An Iranian refugee and former Manus Island detainee who fled from Papua New Guinea to Fiji last week has been deported back to PNG.

Loghman Sawari was detained and taken to the Nadi International Airport by police and immigration officials after being stopped on the way to Fiji's capital Suva.

Lawyer Aman Ravindra-Singh told local media they were due to meet with the immigration department officials to discuss Mr Sawari’s asylum application.

"If I knew that this would have happened I would never have agreed to the meeting," Mr Singh said.

A visibly distressed Mr Sawari was escorted by officials onto an Air Niugini plane bound for Port Moresby.

“Loghman is a young man who fled persecution in Iran, he has been found to be a refugee," Kate Schuetze, Amnesty International's Pacific Researcher said in a statement accusing the country of breaching its obligations as a signatory to the UN Refugee Convention.

"Australia didn’t respect his rights, and now Fiji is failing to do so.

“He came to Fiji seeking protection, he is entitled to a fair assessment of his claim. That process must run its course," she said.

Loghman Sawari
Iranian refugee Loghman Sawari escorted by Fijian officials as he is deported back to PNG.
Fiji One News

Human Rights Watch Australia Director Elaine Pearson said that Fiji was flouting their commitment to the Refugee Convention.

"Under the convention, Sawari has a right to file a claim for asylum which did not happen," she said. "Each case is then determined on its merits."

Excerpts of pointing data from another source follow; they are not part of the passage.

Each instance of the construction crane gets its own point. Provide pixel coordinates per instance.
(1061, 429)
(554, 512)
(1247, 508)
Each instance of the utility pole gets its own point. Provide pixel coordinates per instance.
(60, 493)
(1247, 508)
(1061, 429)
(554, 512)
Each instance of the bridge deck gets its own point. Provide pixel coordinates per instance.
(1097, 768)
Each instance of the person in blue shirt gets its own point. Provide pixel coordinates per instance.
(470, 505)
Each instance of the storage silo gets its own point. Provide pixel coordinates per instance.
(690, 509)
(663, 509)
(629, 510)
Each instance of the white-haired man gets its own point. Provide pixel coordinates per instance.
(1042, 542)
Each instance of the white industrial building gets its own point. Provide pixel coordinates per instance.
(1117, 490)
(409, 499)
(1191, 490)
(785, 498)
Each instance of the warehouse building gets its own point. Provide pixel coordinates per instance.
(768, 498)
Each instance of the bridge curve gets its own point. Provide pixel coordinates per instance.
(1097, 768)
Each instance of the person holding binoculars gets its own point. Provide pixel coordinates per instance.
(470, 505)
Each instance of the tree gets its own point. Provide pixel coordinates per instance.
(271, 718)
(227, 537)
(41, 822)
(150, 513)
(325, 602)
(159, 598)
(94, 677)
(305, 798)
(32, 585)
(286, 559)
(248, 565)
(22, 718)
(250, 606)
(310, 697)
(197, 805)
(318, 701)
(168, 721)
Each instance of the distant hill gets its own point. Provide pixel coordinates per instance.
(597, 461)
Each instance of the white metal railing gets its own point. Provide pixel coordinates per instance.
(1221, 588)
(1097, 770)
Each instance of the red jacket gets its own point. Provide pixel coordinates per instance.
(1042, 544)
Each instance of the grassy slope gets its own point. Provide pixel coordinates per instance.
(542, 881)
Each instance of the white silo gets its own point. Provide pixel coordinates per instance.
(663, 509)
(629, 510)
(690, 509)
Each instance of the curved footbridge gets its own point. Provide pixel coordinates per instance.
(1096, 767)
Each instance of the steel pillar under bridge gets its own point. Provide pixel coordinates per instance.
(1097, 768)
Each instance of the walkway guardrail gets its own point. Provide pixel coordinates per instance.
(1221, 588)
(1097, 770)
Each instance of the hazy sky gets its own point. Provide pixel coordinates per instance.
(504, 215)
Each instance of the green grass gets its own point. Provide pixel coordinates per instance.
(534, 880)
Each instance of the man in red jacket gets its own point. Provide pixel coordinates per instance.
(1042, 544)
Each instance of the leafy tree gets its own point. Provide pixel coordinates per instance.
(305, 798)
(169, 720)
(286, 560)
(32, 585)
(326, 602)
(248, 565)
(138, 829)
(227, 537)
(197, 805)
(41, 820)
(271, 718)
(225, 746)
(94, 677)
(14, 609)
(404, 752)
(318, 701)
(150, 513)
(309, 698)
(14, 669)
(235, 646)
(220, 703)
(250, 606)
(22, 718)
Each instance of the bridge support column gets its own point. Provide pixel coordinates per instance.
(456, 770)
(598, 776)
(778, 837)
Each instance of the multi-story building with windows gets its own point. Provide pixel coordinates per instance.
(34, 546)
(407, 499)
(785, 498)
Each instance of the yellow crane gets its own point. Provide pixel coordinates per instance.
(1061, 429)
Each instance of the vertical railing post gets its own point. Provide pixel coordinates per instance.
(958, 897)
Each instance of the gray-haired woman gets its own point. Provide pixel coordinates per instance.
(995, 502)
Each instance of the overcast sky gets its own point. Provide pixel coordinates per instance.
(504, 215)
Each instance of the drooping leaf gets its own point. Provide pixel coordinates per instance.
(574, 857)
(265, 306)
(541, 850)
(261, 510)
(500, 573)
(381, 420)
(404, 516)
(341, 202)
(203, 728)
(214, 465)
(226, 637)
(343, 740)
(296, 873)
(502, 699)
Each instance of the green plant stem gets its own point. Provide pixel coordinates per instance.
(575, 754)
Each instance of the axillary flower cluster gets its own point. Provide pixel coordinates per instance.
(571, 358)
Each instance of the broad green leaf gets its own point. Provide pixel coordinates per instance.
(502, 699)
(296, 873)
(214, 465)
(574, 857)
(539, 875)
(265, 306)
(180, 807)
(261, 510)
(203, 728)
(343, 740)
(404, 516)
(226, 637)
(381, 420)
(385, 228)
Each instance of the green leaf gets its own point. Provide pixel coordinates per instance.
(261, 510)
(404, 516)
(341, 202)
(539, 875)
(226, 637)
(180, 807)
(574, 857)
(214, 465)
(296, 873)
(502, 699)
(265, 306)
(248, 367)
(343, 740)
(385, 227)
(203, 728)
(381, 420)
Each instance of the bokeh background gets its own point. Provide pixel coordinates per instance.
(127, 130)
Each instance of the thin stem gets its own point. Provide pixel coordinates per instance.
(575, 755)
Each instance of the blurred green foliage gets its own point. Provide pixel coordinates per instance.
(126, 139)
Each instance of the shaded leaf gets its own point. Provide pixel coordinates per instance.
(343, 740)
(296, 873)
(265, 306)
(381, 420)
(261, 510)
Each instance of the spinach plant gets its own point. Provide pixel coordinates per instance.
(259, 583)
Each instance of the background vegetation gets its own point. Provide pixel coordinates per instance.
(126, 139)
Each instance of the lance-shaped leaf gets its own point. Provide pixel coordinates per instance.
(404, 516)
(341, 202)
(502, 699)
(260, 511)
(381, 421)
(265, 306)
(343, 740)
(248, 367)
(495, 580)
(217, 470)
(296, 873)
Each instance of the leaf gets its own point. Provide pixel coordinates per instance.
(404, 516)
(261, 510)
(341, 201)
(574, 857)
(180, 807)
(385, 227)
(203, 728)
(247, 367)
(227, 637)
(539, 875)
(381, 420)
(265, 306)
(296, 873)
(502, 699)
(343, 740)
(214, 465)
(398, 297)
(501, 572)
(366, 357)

"Whether Loghman entered the country legally or not is irrelevant.

“Fiji’s handling of Sawari’s case shows how Australia’s abusive refugee policies are degrading international standards in the region," she said.

Fiji’s director of the Human Rights and Anti-Discrimination Commission Ashwin Raj was assisting Mr Sawari’s lawyers prepare his asylum application.

During his three years in detention on Manus Island, Loghman Sawari was beaten, denied medical attention and when recognised as a refugee by PNG, moved to the mainland but was left destitute and living on the street, his lawyer told SBS News.

Mr Sawari was a minor when erroneously transferred by Australian authorities to Manus Island adult detention centre for men.

He was held in the Manus regional processing centre until he was 18 and spent more than three years in detention.

Last April the PNG Supreme Court ruled the detention centre illegal under the country’s constitution but neither Australia nor PNG governments have yet to shut it down.